Art Gray, a professional photographer who freelances for Architectural Digest and Sunset magazines, had already scouted the Glean house on two previous visits. On the day of the shoot he arrives with an assistant, 36 rolls of transparency film stored in an Igloo cooler, a box of Duraflame logs and a call sheet of shots that he's scheduled around the sun.
At 10 a.m. he'll start in the living room, which he'll shoot from two angles — one that will capture $700 in flower arrangements that Diane had delivered that morning. Afterward, he'll move on to the dining room, master bedroom and entry. Gray's day will build toward the "magic hour," which is really only 20 minutes of twilight when "houses smile back to the camera."
For the Gleans, the magic-hour shot will be an exterior looking toward the den and kitchen, framed by a lighted swimming pool beneath and indigo sky above. And even on the black and white Polaroid that Gray uses to test lighting and composition, it's not much of a stretch to envision the words "House & Garden" or "Architectural Digest" emblazoned above the roof line of this Buff and Hensman home.
Not that the Gleans are interested in sharing their home with the world. When Gray delivers the final edit of 10 to 16 transparencies — none of which will feature them or their four dogs — Diane will stow them away with images of their previous Don Wexler-designed home in Palm Springs that Gray photographed two years ago.
"We'd never hang these photographs on our walls," says Diane. "It's more like a baby book of our house. If you have a beautiful baby, you hire the best photographer money can buy."
After spending months scouring furniture showrooms, auctions and flea markets for era-appropriate accessories, her home is ready for its close-up. "Art will make this house look 10 years younger and 10 pounds thinner," Diane says.

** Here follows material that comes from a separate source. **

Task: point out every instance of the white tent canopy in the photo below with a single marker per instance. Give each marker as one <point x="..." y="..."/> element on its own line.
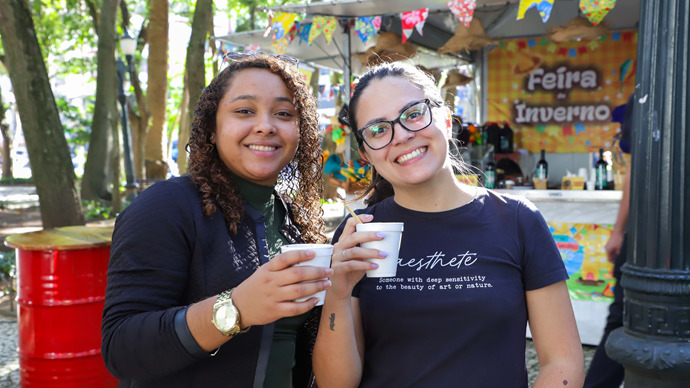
<point x="497" y="16"/>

For others, such as Patricia Moritz and CJ Bonura, hiring a professional photographer is a personal and a professional endeavor. An architect-builder known for restoring midcentury homes, Bonura hired two photographers — one specializes in interiors, the other exteriors — to shoot his house, the 1956 Ohara Residence by Richard Neutra in Silver Lake.
Moritz and Bonura's desire to photograph the house became even greater when they decided to move. They worried that the home's next tenants would update it with anachronistic contemporary kitchens and bathrooms and undo their seven-year, to-the-letter restoration, which included finding Neutra-approved kitchen linoleum squares and furnishing it with era-specific egg chairs and George Nelson lamps.
But the photographs became more than just a memento of their dedication to the original design; they also made their way into a couple of coffee-table books, including last year's "Hollywood Style," an Atlas-size tome that puts their house in the company of some of the city's best-known properties.
Even professional photos of a home that haven't been published have become "an extreme object of desire to homeowners," says Crosby Doe, a partner in Mossler, Deasy & Doe, a real estate company that specializes in architecturally significant homes in Los Angeles.
"We just sold a 1952 Rodney Walker house that had about 10 Julius Shulman photographs of the house hanging on the wall. The buyers insisted they come with the house, and luckily the sellers complied. It's all part of that pride of ownership thing," says Doe, who routinely makes greeting cards for clients using exterior shots of their recently purchased homes.
Photographer Mary E. Nichols, who has worked for Architectural Digest for almost 25 years, is often seen as a conduit into its pages. "For some people, a house isn't completely finished until it's been photographed and published," says Nichols, who has shot dwellings as diverse as Saudi Arabian palaces, Tuscan villas and Malibu mansions.